Tutorial Handouts for 12/04

EIE325: Telecommunications Technologies Tutorial Exercises (12/04/2006) 1.

We will consider a simple four user CDM system, using orthogonal codes. The chipping codes (or chips) for each of the four users are four samples in length. U1 = [1 1 1 1] U1 = [1 -1 1 -1] U1 = [1 1 -1 -1] U1 = [1 -1 -1 1] Multiplication four these four chipping codes is defined with the ordinary vector dot product (that is, is [u v w x].[a b c d] = ua + vb + wc + xd). a.
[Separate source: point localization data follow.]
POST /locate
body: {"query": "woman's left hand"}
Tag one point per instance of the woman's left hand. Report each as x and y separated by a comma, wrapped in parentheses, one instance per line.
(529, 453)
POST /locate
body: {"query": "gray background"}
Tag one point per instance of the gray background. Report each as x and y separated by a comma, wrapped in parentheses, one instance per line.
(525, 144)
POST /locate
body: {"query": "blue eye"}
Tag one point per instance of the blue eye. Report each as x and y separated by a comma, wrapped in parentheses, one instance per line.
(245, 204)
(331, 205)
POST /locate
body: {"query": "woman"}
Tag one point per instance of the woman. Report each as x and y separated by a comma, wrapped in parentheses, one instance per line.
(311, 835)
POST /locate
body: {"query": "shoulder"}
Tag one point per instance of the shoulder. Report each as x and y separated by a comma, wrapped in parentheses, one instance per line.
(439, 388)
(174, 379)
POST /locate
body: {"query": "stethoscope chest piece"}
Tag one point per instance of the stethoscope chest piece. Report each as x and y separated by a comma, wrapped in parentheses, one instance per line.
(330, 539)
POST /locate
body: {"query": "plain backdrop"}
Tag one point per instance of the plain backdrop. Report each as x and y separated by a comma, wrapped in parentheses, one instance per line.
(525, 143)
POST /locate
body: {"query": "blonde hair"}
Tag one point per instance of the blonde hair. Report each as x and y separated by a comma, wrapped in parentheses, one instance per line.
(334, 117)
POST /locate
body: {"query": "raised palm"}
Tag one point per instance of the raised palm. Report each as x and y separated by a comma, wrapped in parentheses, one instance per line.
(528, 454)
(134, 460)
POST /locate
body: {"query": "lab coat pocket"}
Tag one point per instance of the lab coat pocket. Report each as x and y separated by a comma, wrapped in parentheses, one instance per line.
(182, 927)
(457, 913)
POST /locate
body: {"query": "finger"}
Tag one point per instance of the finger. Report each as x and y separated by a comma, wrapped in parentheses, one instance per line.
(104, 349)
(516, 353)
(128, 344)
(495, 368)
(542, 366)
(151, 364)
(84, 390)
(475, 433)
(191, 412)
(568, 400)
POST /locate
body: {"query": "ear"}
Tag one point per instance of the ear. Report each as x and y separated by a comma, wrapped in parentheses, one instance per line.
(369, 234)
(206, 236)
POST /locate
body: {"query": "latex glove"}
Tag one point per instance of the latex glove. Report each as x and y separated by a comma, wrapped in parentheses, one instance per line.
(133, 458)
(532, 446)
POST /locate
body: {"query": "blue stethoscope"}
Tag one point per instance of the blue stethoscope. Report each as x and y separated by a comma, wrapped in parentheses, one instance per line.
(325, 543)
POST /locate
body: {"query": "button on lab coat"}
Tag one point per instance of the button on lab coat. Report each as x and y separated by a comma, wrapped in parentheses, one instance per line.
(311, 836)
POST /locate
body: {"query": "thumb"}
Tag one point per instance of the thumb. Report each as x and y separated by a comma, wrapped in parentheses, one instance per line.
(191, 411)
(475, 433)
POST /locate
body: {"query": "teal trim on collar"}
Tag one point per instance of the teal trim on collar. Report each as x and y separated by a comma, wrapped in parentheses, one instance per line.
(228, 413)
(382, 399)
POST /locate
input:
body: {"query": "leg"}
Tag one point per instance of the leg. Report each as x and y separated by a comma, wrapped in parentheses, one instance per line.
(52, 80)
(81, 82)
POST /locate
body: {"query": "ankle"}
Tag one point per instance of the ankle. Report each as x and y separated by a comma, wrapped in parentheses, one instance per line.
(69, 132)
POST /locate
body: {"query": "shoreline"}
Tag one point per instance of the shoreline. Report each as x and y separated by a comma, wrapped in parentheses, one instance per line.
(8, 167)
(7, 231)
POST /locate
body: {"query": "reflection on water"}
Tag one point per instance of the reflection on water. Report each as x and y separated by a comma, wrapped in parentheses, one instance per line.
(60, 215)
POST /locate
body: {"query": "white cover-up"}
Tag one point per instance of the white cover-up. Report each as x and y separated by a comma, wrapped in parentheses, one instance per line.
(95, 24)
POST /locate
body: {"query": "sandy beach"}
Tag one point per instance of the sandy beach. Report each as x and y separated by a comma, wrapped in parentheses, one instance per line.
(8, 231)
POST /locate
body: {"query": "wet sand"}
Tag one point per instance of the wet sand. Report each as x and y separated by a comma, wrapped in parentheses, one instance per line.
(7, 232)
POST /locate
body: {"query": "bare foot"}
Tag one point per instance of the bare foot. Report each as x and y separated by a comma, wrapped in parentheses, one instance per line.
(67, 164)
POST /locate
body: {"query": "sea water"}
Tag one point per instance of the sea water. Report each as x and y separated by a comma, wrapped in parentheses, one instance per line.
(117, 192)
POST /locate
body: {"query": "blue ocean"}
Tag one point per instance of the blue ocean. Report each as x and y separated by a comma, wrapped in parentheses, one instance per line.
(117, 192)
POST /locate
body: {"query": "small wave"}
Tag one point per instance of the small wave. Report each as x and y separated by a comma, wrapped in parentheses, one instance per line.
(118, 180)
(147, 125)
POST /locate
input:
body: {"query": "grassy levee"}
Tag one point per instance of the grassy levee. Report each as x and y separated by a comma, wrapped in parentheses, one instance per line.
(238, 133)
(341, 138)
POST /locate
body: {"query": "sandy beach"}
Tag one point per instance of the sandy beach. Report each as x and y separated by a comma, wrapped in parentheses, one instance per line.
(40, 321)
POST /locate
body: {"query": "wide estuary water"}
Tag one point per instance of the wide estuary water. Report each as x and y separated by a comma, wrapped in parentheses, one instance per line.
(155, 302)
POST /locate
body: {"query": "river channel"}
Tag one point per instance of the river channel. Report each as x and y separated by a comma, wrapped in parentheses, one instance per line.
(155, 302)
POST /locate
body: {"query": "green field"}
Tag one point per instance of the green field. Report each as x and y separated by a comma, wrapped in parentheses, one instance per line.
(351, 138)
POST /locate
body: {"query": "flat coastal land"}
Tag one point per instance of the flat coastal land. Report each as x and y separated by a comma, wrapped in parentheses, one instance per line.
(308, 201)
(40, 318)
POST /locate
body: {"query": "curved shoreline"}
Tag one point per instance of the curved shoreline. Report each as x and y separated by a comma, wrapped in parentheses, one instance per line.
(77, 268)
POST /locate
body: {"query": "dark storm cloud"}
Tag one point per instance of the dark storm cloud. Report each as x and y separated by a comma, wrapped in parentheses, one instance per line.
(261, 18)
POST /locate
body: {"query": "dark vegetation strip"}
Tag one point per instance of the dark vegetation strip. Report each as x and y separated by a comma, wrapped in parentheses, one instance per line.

Show that these four vectors are orthogonal. b. Moreover, if we multiply any of these vectors by itself, what is the result? c. Now, suppose each of the four users wishes to communicate a single number (any number will do – it doesn’t have to be binary). Let a, b, c, and d denote those four numbers. What is the signal transmitted by each of the four users? d. What is the multiplexed signal? e. Demonstrate that the receiver can demultiplex the signal by multiplying your answer in part d by the chipping code of the corresponding user.

2.

Repeat Q1, replacing the four chipping codes U1, U2, U3, and U4 with the following four codes: V1 = [1 0 0 0] V1 = [0 1 0 0] V1 = [0 0 1 0] V1 = [0 0 0 1] Explain why this is exactly equivalent to ordinary synchronous TDM. I.e. synchronous TDM is a special case of CDM.

3.

[DIFFICULT] CDM can also be achieved with random rather than orthogonal sequences. But, the example I gave you in lectures (actually ) was a bit of a con. This is how it really should work. Each user is assigned a long random sequence, and the receiver maintains a copy of that sequence. a. Show that a long random sequence multiplied by itself (using the vector dot product as in question 1) is non-zero, but that two different long random sequences, multiplied together is almost zero. b. Using this fact, you can repeat the procedure of question one to encode multiple signals from several users, using the random sequences as the chipping codes. c. Implement and test this using MATLAB (or some other programming language).